#  > 【月之花海】獸迷、毛毛、Furry討論區 >  > 獸人動物猜謎 >  >  猜獸人 Part XVII&XVIII（XVII卡魯之星 XVIII閃靈怪醫）

## sanari

就兩部作品裡出現的獸人

----------


## 館主

1是
山崎浩.卡魯之星.3本

這套我有（笑
我喜歡那隻兔子弓箭手！

感覺怎麼都只能回答出一篇啊...

這個獸人作品猜謎系列挺好玩的耶，請務必繼續--

----------


## sanari

> 1是
> 山崎浩.卡魯之星.3本
> 
> 這套我有（笑
> 我喜歡那隻兔子弓箭手！
> 
> 感覺怎麼都只能回答出一篇啊...
> 
> 這個獸人作品猜謎系列挺好玩的耶，請務必繼續--


被館主大人猜中了．．．
是卡魯之星，全三集，東販出版的
我比較喜歡那隻貓人劍士說．．．

另一部啊，我只有買兩集啦
因為他第三集之後，我那的文具店就沒進了
等發現有後續時，已經出到第５及第６集了
上週去漫畫屋看，好像出到第７或８集了說

----------


## 無名犬鬼

第二個我知道～
是閃靈怪醫～（謎：怎麼這們晚才回，都是用挖的了！

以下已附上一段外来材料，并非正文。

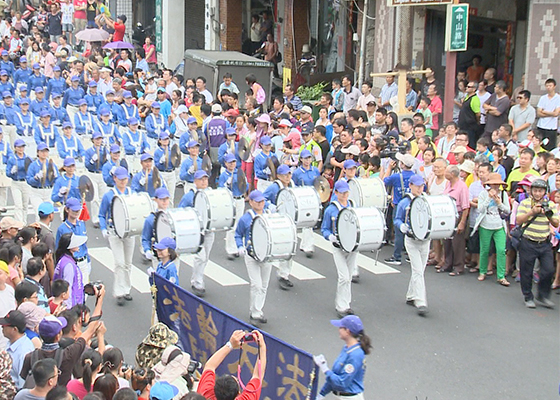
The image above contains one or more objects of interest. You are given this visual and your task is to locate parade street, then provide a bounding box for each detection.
[13,199,553,400]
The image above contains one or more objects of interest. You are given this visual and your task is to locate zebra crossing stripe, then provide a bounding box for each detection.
[179,254,249,286]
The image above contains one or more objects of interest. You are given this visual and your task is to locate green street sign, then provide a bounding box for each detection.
[155,0,162,53]
[446,4,469,52]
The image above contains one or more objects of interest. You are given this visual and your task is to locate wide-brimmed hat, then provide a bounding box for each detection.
[459,160,475,174]
[485,173,506,186]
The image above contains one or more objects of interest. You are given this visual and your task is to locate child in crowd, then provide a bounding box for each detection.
[476,137,495,162]
[49,279,70,314]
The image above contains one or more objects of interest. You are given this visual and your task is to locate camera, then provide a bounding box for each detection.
[541,202,554,218]
[241,332,256,343]
[187,360,202,374]
[84,281,103,296]
[378,136,408,160]
[121,363,132,373]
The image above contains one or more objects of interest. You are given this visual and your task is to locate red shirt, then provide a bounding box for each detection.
[74,0,86,19]
[428,95,443,131]
[197,370,261,400]
[113,22,125,42]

我：沒辦法啊，我又不˙是很常來，睡不著的時候才翻舊文的）

這個我記得是西伯利亞少數民族的虎皮吧
除了這篇以外，之後還會有獸人逆襲的部份
雖然最後莫名奇妙的因為一張契約解決了....

最經典的契約條款：第一條，從此以後不再偷雞跟牛（犬彥：都說別再提了！！）

----------


## sanari

> 第二個我知道～
> 是閃靈怪醫～（謎：怎麼這們晚才回，都是用挖的了！我：沒辦法啊，我又不˙是很常來，睡不著的時候才翻舊文的）
> 
> 這個我記得是西伯利亞少數民族的虎皮吧
> 除了這篇以外，之後還會有獸人逆襲的部份
> 雖然最後莫名奇妙的因為一張契約解決了....
> 
> 最經典的契約條款：第一條，從此以後不再偷雞跟牛（犬彥：都說別再提了！！）


是閃靈怪醫沒錯
是出現在第二集中
因為那個虎皮(印象中是虎獸人的皮)
沾到人血(帶他的人是打地下摔角的人)
而覺醒的虎皮，附身在帶他的人身上
變成虎獸人

----------